Başka mesleklerde yolun sonu ihtiyarlıkla gelir; bir futbolcu ise henüz 30 yaşında ihtiyar sayılabilir.
Bazen yolun sonu 30'dan önce bir sakatlıkla gelebilir.
Futbolcu bütün parasını tek ata yatırdığını o zaman fark eder.
Ün denen o ılık yaz meltemi, bir teselli mektubu bile bırakmadan uçup gitmiştir.
Ya futbol yıldızı?
"Günlerden bir gün rüzgar tanrıçası onun ayaklarına birer öpücük kondurur.
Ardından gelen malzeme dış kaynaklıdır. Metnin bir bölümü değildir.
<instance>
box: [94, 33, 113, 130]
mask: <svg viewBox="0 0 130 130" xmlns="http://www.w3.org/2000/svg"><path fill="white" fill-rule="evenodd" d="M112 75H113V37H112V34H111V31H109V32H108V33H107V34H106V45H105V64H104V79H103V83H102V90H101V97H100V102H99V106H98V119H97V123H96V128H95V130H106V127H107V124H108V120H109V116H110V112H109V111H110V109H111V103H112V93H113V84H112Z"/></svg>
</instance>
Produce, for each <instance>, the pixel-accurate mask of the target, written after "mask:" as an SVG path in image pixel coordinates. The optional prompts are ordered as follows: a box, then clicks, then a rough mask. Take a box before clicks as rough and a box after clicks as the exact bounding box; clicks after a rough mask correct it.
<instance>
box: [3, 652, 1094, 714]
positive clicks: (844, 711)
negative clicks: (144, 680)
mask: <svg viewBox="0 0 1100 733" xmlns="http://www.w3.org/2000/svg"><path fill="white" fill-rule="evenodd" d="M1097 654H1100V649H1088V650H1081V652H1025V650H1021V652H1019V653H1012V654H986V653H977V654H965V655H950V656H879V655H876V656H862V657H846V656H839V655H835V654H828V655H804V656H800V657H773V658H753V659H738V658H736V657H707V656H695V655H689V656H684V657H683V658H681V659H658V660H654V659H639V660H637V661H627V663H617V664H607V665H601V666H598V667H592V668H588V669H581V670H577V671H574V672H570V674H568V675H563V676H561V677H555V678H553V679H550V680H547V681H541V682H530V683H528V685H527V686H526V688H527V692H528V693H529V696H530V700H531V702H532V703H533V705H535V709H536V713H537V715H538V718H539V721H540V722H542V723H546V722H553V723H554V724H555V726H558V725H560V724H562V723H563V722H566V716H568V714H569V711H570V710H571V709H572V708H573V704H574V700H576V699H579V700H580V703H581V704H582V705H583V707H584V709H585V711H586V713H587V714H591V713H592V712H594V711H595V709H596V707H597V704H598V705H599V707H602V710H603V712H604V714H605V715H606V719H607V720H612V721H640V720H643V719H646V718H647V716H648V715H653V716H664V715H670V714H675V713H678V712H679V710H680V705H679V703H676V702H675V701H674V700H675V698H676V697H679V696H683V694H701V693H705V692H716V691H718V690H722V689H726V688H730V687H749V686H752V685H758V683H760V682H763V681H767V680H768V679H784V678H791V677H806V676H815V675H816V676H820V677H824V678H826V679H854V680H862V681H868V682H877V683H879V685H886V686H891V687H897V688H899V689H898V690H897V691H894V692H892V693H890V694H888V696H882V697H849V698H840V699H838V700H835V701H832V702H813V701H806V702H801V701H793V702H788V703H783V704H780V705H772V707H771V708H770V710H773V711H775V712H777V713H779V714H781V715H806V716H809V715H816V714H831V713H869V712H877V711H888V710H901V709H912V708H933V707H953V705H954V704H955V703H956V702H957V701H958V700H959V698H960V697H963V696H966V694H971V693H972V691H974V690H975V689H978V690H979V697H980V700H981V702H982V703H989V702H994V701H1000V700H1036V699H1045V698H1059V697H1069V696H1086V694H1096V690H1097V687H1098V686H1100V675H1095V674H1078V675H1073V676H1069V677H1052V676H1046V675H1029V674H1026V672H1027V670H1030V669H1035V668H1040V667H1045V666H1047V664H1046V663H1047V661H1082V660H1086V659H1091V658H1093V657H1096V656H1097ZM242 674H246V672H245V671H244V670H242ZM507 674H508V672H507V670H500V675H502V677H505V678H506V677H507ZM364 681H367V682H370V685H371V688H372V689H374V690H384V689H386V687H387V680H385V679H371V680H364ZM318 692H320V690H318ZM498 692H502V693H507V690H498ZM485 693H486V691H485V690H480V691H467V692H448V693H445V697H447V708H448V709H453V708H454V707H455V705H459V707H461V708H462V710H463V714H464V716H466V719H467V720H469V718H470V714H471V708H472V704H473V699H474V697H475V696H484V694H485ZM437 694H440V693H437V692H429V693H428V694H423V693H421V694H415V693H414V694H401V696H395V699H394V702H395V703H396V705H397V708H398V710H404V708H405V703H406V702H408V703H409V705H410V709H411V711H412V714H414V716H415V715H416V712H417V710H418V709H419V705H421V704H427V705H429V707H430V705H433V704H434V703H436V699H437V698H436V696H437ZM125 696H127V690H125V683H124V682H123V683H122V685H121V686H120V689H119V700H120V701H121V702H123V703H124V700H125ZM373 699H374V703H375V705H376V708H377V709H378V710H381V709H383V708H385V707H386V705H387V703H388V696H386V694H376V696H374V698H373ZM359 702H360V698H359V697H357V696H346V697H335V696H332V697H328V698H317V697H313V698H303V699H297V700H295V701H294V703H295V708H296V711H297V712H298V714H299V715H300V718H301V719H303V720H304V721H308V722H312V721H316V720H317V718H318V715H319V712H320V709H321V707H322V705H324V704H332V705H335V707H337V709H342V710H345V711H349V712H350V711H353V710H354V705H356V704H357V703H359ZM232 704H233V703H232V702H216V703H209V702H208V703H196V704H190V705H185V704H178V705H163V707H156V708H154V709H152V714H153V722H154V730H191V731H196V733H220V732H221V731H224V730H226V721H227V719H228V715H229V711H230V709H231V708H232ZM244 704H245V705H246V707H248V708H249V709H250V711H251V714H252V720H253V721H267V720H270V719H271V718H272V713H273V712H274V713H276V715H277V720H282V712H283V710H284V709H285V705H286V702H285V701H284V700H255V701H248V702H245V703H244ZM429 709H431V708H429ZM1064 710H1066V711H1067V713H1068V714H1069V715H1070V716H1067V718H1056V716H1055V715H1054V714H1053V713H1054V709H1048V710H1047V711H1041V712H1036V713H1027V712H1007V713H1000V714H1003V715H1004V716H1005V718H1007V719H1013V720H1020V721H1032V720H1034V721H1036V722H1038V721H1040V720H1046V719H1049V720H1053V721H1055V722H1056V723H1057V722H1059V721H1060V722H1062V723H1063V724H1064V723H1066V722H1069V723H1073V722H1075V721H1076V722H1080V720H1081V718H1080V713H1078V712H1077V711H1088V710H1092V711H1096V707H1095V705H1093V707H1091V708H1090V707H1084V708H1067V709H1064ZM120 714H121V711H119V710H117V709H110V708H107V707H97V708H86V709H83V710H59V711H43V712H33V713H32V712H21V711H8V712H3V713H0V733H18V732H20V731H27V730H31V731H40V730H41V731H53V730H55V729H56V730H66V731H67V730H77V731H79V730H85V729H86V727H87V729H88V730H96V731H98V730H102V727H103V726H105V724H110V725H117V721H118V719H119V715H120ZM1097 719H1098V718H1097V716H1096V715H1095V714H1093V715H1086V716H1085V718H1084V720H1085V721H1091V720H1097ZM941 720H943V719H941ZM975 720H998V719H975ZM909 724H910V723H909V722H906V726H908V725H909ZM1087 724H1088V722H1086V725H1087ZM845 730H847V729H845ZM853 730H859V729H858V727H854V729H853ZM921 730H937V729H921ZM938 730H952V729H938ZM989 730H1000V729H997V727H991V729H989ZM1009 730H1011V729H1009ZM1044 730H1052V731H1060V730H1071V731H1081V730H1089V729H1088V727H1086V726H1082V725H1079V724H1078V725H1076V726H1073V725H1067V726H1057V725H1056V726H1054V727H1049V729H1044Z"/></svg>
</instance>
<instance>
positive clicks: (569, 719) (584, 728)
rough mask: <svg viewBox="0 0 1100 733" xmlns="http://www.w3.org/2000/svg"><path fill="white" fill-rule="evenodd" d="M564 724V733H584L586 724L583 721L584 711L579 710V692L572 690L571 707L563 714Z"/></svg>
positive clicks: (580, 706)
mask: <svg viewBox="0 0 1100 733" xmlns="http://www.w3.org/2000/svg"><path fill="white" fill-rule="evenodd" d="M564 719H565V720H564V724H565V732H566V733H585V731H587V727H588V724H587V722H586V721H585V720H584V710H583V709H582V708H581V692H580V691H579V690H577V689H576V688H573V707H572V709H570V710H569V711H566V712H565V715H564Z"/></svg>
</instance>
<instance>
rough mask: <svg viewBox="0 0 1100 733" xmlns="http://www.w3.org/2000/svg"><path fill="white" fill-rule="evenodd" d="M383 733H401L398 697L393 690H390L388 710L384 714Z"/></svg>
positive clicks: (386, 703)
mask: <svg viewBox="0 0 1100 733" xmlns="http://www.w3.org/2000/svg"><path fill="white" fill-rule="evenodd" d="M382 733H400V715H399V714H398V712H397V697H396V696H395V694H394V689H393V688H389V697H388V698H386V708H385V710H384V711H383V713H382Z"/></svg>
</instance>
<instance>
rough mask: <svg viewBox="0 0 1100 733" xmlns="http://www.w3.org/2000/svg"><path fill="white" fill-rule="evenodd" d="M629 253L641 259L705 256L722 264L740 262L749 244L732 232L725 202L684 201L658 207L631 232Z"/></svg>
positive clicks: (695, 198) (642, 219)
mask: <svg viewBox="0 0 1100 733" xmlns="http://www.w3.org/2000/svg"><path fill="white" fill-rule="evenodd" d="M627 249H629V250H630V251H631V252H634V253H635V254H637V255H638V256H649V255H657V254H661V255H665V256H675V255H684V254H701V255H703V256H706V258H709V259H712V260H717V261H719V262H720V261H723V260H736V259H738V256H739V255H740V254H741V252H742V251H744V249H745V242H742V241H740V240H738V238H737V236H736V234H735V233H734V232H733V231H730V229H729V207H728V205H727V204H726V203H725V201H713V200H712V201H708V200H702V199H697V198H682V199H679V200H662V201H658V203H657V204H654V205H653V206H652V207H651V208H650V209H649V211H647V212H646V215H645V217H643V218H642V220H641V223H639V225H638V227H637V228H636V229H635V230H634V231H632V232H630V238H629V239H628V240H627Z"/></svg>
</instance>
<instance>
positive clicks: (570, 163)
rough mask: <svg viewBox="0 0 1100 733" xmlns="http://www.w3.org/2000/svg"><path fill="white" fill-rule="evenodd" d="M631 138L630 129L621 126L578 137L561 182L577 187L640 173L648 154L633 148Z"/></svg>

Futbol yıldızı işte bu öpücükle teneke bir kulübede, kollarının arasında topla doğar.
Yürümeyi öğrendiği andan başlayarak top oynamayı da bilir. Gece inip, top görünmez oluncaya kadar sokak aralarında koşturur.
Sonra stadyumlara geçer. Rüzgar gibi eser. Kitleleri sürükler.
Top onu arar ve tanır. Yıldız, topu parlatır, onu konuşturur. Yıldız oynadığında takım 12 kişiymiş gibi olur.
- 12 mi dedin? 15, belki 20!"
.....
Ve taraftar...
Asıl 12. oyuncu.
Galeano şöyle diyor:
"Sahadaki 11 oyuncu, taraftarsız maçın, müziksiz dansa benzeyeceğini bilir."
....
Evet... Fakat sanayileşse de Futbol küresinde yurttaşlık hala keyif. "İyi futbol dilencisi olarak" Allah'a yakarmaya devam.